Tell me about your childcare arrangements? How do you balance work and mom life? Who helps you out? 

We are very fortunate to have our moms come help regularly. They both live two hours away, so I do think they enjoy coming to see their grandson, but it is a huge blessing. We have one other person regularly watch our son a couple hours a week so I can begin seeing clients before my husband gets home. .

As far as balancing work and mom life, every day is different.  I try to make a point to get some work done during naps, try to keep the house clean for the most part, and try to spend quality time with my son.  It is always a juggle and some days are better than others!

Bringing it all Together

What are some financial lessons learned that you’d offer up to other mompreneurs?

I would tell other moms to know your worth and the value of your service.  Make sure you put things in writing and are clear with your pricing.


If you could go back and talk to yourself the month before you became pregnant with your son, what would you tell yourself about how “things” would turn out? 

I would reassure myself that everything will be okay and to trust in my faith and the journey.  I would remind myself to try to be present in the moment, but always take time to step back and look at the big picture.


What do you know now as a mompreneur that you wish you’d known "way back when"?

I wish I had known to be patient and give it time to work out. I stayed focused and knew what I wanted, worked towards it, but sometimes I wondered if it would ever happen. It takes time to really develop a business and that is a good thing, because then you figure out how to make it work.


When people ask you, “how do you do it all?” what do you say? 

I have actually not been asked that particular question!  I have had people ask me how things are going or make references to my work.  I am the only one of my friends who is both the primary caregiver to my child and also still working.  I think my friends have a hard time understanding this perspective honestly.  My husband opened up a brewery with a business partner last year (and is still working his full-time job), so most people reference how am I doing with that juggle in mind. I let people know that I really don’t see my husband much, but it won’t be that way forever.

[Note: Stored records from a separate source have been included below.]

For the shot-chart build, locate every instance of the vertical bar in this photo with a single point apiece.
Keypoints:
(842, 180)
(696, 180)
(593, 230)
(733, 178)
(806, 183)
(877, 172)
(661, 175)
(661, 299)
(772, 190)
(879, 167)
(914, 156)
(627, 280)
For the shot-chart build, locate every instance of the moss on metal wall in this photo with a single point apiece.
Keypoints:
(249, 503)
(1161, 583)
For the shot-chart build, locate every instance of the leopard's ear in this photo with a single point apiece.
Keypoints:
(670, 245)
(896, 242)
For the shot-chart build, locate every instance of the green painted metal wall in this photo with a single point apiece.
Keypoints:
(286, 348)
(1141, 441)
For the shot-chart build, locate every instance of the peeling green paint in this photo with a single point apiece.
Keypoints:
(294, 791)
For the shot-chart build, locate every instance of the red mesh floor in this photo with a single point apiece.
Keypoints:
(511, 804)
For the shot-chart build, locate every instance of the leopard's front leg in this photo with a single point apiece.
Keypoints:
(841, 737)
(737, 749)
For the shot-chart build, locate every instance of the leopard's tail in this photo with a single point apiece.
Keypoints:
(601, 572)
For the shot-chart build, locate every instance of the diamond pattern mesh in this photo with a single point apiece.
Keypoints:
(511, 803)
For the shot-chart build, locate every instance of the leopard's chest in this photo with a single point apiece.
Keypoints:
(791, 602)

How do you recharge and keep your personal energy up when you’re running a business and raising a little one?

I always make sure to set aside time for myself to shower and get ready. I know some moms don’t bother with this and I certainly don’t put on make up to hang around the house. However, I do feel better when I am showered with my hair blow dried. 

I have scheduled two days a week to go to the gym and hope to expand that soon. I also make a point to get seven to eight hours of sleep, when possible. This did not happen during my son's early months, but it usually does now. With running a business and raising a child, there is always something more I could be doing, but sometimes I need to take care of me to be as effective and efficient as I am capable of being.


What advice would you give to fellow mompreneurs or moms who are thinking about jumping into entrepreneurial territory? 

I would say to really consider what you want in regards to professional and personal goals.  This means everything from time away from kids, to what you are interested in doing, to what is realistic for your in your current situation.